Modularity community classes and associated node sizes. The modularity classes are listed on the X axis while the number of nodes is on the Y axis. The highest number of nodes is 36 in modularity class 3, while the least is 9 in modularity cluster 0. The value of modularity, before and after applying the resolution, is listed on the top left of the figure. A resolution value of 9.0, was used in association with the modularity algorithm to obtain dense, well separated classes

The text mining approach, adopted in this study, relies heavily on natural language processing (NLP) methods. We reported in this study, the first version of a glaucoma interaction network, with the intention to report future refined versions when improvements in the text mining pipeline become available. For example, more specificity could likely be added to the results if a better tailored tagger was used. We relied on taggers that were trained on general biological texts that are not specific to glaucoma. Therefore, it is expected that not all entities will be captured from our article collection and an in-house developed tagger, that is trained on literature related to eye diseases and disorders, would likely improve our outcome. Additionally, we note that the currently available glaucoma corpus has a relatively small size compared to other corpora associated with other diseases such as prostate cancer or breast cancer. Since the number of extracted relations is proportional to the size of the corpus, it is desirable to increase the corpus size to discover more relations. There are many possibilities to increase the size of the available glaucoma corpus. For example, PubMed abstracts could be added to the current corpus, or only PubMed abstracts could be considered instead of PMC full text articles. Both options may significantly impact our future results.

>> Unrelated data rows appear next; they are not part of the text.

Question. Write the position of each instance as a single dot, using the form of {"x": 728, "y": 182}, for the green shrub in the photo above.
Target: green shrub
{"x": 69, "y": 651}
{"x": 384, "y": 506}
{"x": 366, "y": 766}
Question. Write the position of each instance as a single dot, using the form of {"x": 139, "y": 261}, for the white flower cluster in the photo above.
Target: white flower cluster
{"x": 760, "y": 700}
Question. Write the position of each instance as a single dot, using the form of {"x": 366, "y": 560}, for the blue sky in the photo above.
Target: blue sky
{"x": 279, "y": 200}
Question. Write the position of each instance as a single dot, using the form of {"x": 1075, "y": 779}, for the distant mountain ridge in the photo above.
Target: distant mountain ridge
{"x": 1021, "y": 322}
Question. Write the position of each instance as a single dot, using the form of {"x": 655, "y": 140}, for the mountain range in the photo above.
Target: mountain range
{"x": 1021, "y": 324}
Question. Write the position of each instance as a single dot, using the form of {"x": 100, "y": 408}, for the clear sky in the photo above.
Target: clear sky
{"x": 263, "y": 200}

Perhaps, the most sought improvement after enlarging the body of literature, would be to reconsider the relation extraction step. ReVerb is designed for open relation extraction, and has not been tweaked for closed relation extraction. In closed relation extraction, the target includes verbs that are known a priori. However, considering our small corpus, it would have negatively affected our extracted relations if we had been confined to a closed set of predetermined verbs [67]. Another difficulty faced by ReVerb is handling complex sentence structures. Although many authors tend to use simple sentence structure such as: Subject-verb-Object, in describing a relationship between two genes, it is not rare for authors to use more complex sentence structures such as conjunctive structure sentences. The latter are sentences that bear multiple verb based relationships or a single verb, to describe many-to-one or one-to-many relationships in a single sentence, respectively. Due to its shallow syntactic analysis, ReVerb’s maximum recall is limited and therefore, it misses most of the conjunctive structure sentences. A better but probably time consuming alternative, is to use an NLP parser such as the Stanford parser [68] to parse target sentences, then search the parsing tree to capture all missing models of verbs.

Conclusions

In this study, we have constructed a glaucoma interaction network using a text mining approach applied to open access PMC based literature. Our findings revealed 149 potential new relations. These newly discovered relationships link 74 benchmark genes (BG) present in the 2 databases, DisGeNet and OMIM, with 150 non-benchmark genes (NBG) present in the PubMed Central database, in the form of a small world interaction network. These findings include 21 unverified relations and 11 disconnected relations, which could be verified in the lab. The constructed network contains five distinct gene clusters in association with 7 BC. The 5 clusters are interconnected through 4 gene-gene associations which include: OPA1-MFN2, PITX2-PAX6, MYOC-CKM and MYOC-OPTN. Thus the larger network is only possible because of these 4 bridges. It is important to note that 2 of these 4 gene-gene bridges, OPA1-MFN2 and MYOC-OPTN, were discovered through this text mining approach which has associated genes in the DisGeNet and OMIM databases with the PubMed Central database. Finally, we have discussed several important issues with text mining approaches which could aid future iterations of disease-based gene-interaction networks.